Artist Melissa McGill teams up with Venetian sailors to celebrate maritime tradition in face of mass tourism and climate change

Melissa McGill’s Red Regatta involves 52 traditional Venetian vela al terzo boats sailing across the lagoon with hand-painted red sails. The first performance took place on 11 May Photo: Matteo De Fina

Ephemeral art projects fill the museums, churches and palazzi of Venice during Biennale season, but Melissa McGill might just be the only artist using the lagoon itself as her canvas. Under the midday sun on Sunday 30 June, the US artist will choreograph Red Regatta, a two-hour public art event in which 52 traditional Venetian boats will sail a loop between the islands of San Servolo and Poveglia. Viewers can watch from the bank of the Giardiani della Biennale park and along the Lido waterfront.

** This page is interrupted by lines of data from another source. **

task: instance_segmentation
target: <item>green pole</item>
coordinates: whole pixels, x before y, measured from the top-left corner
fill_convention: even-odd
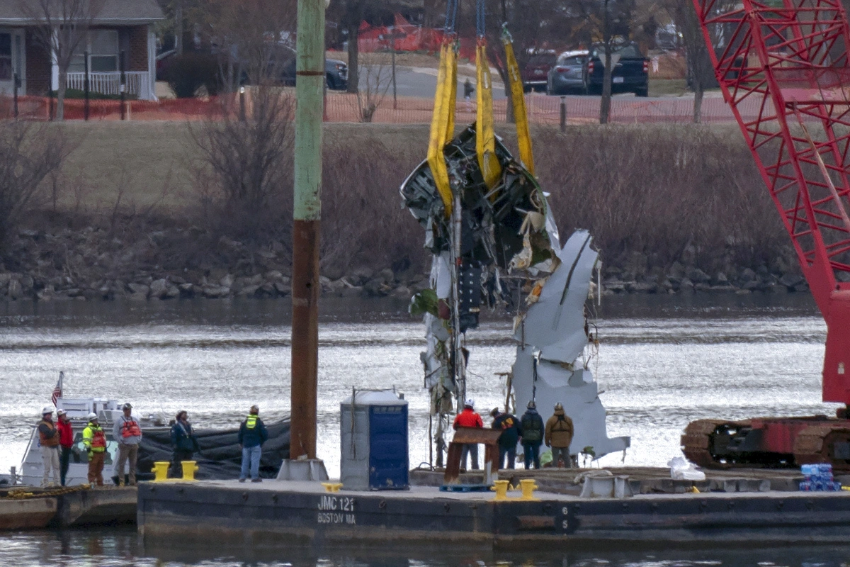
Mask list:
[[[298,0],[289,458],[316,456],[325,0]]]

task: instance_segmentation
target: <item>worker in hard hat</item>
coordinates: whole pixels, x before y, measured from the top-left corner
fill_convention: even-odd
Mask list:
[[[573,420],[564,413],[561,402],[555,404],[555,413],[546,422],[544,442],[552,447],[552,466],[560,467],[558,461],[564,460],[564,466],[571,468],[573,460],[570,457],[570,444],[573,441]]]
[[[519,420],[509,411],[502,413],[497,407],[494,407],[490,415],[493,417],[492,428],[502,431],[499,435],[499,468],[513,468],[517,462],[517,444],[523,434]]]
[[[129,478],[131,486],[136,485],[136,461],[139,458],[139,444],[142,441],[142,428],[139,420],[133,417],[133,405],[129,402],[121,406],[123,414],[115,420],[112,426],[112,439],[118,442],[118,460],[115,464],[113,479],[116,484],[124,485],[124,465],[130,462]]]
[[[540,468],[540,445],[543,442],[543,418],[537,413],[537,405],[532,400],[529,402],[519,420],[519,427],[523,430],[523,453],[525,457],[525,468]]]
[[[468,398],[463,403],[463,411],[455,417],[455,422],[451,427],[456,431],[458,428],[483,428],[484,421],[481,416],[475,411],[475,400]],[[461,468],[467,466],[467,455],[469,456],[471,468],[478,469],[478,443],[464,443],[461,450]]]
[[[88,455],[88,484],[104,485],[104,458],[106,454],[106,434],[98,420],[98,414],[88,414],[88,425],[82,430],[82,445]]]
[[[59,468],[62,485],[65,486],[68,478],[68,466],[71,463],[71,449],[74,447],[74,428],[68,419],[65,410],[56,410],[56,428],[59,429]]]
[[[42,420],[38,422],[38,445],[42,448],[42,463],[44,476],[42,486],[59,486],[61,484],[59,464],[59,429],[53,421],[53,408],[45,405],[42,410]],[[50,475],[53,474],[53,482]]]
[[[171,461],[171,476],[179,479],[183,476],[183,462],[191,461],[195,452],[201,451],[185,410],[178,411],[174,417],[174,423],[171,426],[171,445],[174,451]]]
[[[263,444],[269,439],[269,432],[259,413],[259,406],[252,405],[248,417],[239,426],[239,446],[242,449],[242,470],[239,473],[239,482],[245,482],[249,472],[251,482],[263,482],[260,478],[260,456],[263,455]]]

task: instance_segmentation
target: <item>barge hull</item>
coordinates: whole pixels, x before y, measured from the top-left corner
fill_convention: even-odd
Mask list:
[[[56,515],[56,498],[0,500],[0,530],[43,528]]]
[[[492,493],[327,494],[310,483],[262,487],[169,483],[139,487],[138,524],[148,544],[170,540],[247,546],[385,546],[392,542],[479,549],[545,544],[694,545],[844,543],[845,493],[732,493],[581,499],[540,493],[538,502],[493,502]]]

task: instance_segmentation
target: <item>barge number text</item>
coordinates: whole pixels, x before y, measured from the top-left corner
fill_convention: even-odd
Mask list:
[[[319,509],[322,512],[354,512],[354,499],[348,496],[320,496]]]

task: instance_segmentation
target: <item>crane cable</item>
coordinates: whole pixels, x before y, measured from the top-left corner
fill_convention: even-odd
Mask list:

It is the second in a quartet of regattas that McGill is staging in collaboration with the Associazione Vela al Terzo Venezia, a sailing club for enthusiasts of Venice’s vela al terzo boats. Designed with a removable mast for passing under low bridges and a flat bottom to navigate shallow water, these wooden vessels have been a feature of lagoon life for centuries. But as Venice is eroded by depopulation and, quite literally, by the damaging impact of motor boats, the vela al terzo is also a symbol for McGill of the stark changes she has observed in the city since she first lived there almost 30 years ago.

The concept grows out of McGill’s chance encounter with the boat club’s president, Giorgio Righetti, during her last project in Venice, The Campi (2017), a sound installation inspired by the city’s main public squares. In an interview with The Art Newspaper in May, ahead of the preview event of Red Regatta, the artist remembered being “so taken by the [maritime] tradition”, but also galvanised by the “accelerated environmental changes to the city”, including the rise of mass tourism and the looming threat of climate change.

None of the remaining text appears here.